The question that has been nagging at me for the last year or so is about how much risk to take going forward (particularly in light of great returns the last few years)? I have more of an early-traditional retirement aspiration (FI by age 50) than some of the true FIRE folks wanting to hang it up in their 30’s. I’m currently 42 and wife is 39. We are 75% of the way to our FI number (in real terms). On one hand, we’d like to get there ASAP. On the other hand, it seems like additional risk doesn’t matter much at this point. Additionally, the kids won’t be gone until our early 50’s and my job has A LOT of time off flexibility so I don’t mind working (although there are obviously things that I’m ready to be done with). With my jobs flexibility, I can see having 4-5 One-More-Years or being overfunded eventually. I’d like to share my thoughts and get your opinion if you have a moment to answer?

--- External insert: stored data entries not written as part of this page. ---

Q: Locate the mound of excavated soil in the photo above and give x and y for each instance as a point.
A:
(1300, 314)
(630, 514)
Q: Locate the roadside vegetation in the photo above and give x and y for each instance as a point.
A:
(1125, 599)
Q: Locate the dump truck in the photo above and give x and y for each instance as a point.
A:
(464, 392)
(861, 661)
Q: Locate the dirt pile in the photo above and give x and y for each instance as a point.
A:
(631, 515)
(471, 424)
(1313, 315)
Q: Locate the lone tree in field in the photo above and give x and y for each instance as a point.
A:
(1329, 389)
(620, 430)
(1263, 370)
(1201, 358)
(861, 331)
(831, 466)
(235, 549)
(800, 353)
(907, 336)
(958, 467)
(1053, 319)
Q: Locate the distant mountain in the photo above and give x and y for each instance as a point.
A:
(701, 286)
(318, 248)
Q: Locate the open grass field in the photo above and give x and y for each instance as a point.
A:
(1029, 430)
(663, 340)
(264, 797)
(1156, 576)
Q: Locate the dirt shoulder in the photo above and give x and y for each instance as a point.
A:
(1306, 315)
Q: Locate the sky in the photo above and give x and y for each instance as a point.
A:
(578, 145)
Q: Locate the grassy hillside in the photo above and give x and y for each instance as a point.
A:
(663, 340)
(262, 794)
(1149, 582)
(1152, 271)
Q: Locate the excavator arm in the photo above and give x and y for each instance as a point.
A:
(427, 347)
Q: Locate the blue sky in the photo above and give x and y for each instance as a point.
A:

We are currently 80/20 stocks/bonds. We’ve never felt comfortable at 100% equities, so this has been our sleep-well-at-night maximum equity exposure (to our detriment I know). Looking at Vanguard’s Asset class predictions over the next 10 years and considering our portfolio (some INT and SCV – eek :), I compute a 3.1% real return forecast. If I go 60/40 the return forecast would be 2.9% real. Our annual savings is 2.5-3% of the portfolio value (so doesn’t really mirror many of your glidepaths here if I’m looking at them correctly). A 2% average real return gets me to the goal of FI by 50 with our savings rate.
What would your thoughts be to someone that looks to be well on track and very flexible with their retirement date? Some days I feel like just keep riding out the 80/20. Other days I feel like we are taking risk that we don’t have to be taking. 60/40 sometimes feels too conservative to me, but given market conditions is that a more reasonable approach for someone closing in on the finish line and a lot of flexibility? It seems your glidepaths in the last section might advocate for as low as 50/50? For context, if we hit our FI number tomorrow, I’d not retire immediately. Mentally, I’d probably wait until we were clearly 20-25% overfunded or I got a little older before I would honestly hang it up.
Thank you!
If you’re already at 80/20, you’d be crazy to move out of bonds and go 100/0, so that’s off the table.
You could just let the 80/20 ride but apply new savings to bonds and maybe get closer to 60/40 that way.